Connect with us

Hi, what are you looking for?

Economics

Kalo Nanti Thrift Dilarang, Pemerintah Mau Kasih Jaminan Apa?

KUNINGAN (MASS) – Pengusaha thrifting Kuningan angkat bicara soal larangan baju impor bekas. Adalah Dzikri, salah satu pengusaha thrifting yang merespon pernyataan Kadiskopdagperin. Dzikri sendiri, mengaku sudah ikut dialog bersama Mendag RI Zulkifli Hasan dan MenkopUKM Teten Masduki baru-baru ini di Jakarta.

Menurutnya, gaya hidup belanja baju impor memang belakangan ini menjadi tren. Hal itu terbukti dengan hadirnya lapak lapak baju baik secara offline maupun online. Mungkin, lanjut Dzikri, meningkat pesatnya bisnis thrift ini diakibatkan oleh Covid, dimana masyarakat tetap ingin bergaya namun dengan budget yang minim.

“Saya sebagai pelaku usaha bisnis ini banyak mengalami hal menarik, termasuk menemukan barang-barang yang mewah, vintage, langka dan bahkan ternyata tidak semua thrift itu barang bekas pakai. Saya banyak menemukan juga barang yang masih baru lengkap dengan tag labelnya,” kata Dzikri.

Baca : https://kuninganmass.com/dianggap-berdampak-buruk-thrifting-dilarang-pemerintah/

Ungkapan diatas, imbuh Dzikri, bukan ditujukan untuk counter narasi pemerintahan yang belakangan ini ramai diperbincangkan soal pelarangan pakaian impor bekas.

“Sampai-sampai, Kepala Diskopdagperin ikut-ikutan pengen ambil bagian eksposure dari ke-viralan berita ini, katanya menghimbau secara humanis,” sebutnya.

Ia menjelaskan, thrift shop ini sudah membudaya dari dulu, sudah ada dan sudah mempunyai ekosistemnya sendiri. Permintaan masyarakat terhadap barang thrift ini selalu tinggi, artinya masyarakat sebagai konsumen juga penentu atas keberlangsungan industri ini. Dzikri mengutip hukum pasar, dimana demand sama dengan supply.

Dan yang jadi selalu jadi pertanyaannya, mengapa fenomena ini terjadi padahal sudah dilarang dan jelas ini kontradiktif dengan kebijakan pemerintah melarang baju bekas impor?

“Judul besar pelarangan bisnis impor pakaian bekas ini adalah ‘Membunuh Produk UMKM’, jujur saya tidak setuju.

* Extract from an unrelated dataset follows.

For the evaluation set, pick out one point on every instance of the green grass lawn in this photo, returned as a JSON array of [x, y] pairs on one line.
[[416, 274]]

Thrift bukan ancaman terbesar penyebab produk UMKM tak laku. Banyak sekali faktor, let’s say berapa banyak kita impor pakaian baru dari China saja? khusus ini jangan searching datanya karena akan mempertebal asumsi bahwa Indonesia adalah budak China. Apa mungkin thrift dilarang karena bukan impor dari China? Who’s know,” tudingnya.

Dzikri mengajak mari objektif berbicara data dan fakta, bahwa hari ini produk local kalah jauh oleh produk dari luar di pasar sendiri, Indonesia. Ia mencontohkan, China bisa impor daster dengan harga jual 100rb dapat 6-8 pcs, bisa juga impor sepatu dengan kualitas bagus bisa jual di harga 30-50rb.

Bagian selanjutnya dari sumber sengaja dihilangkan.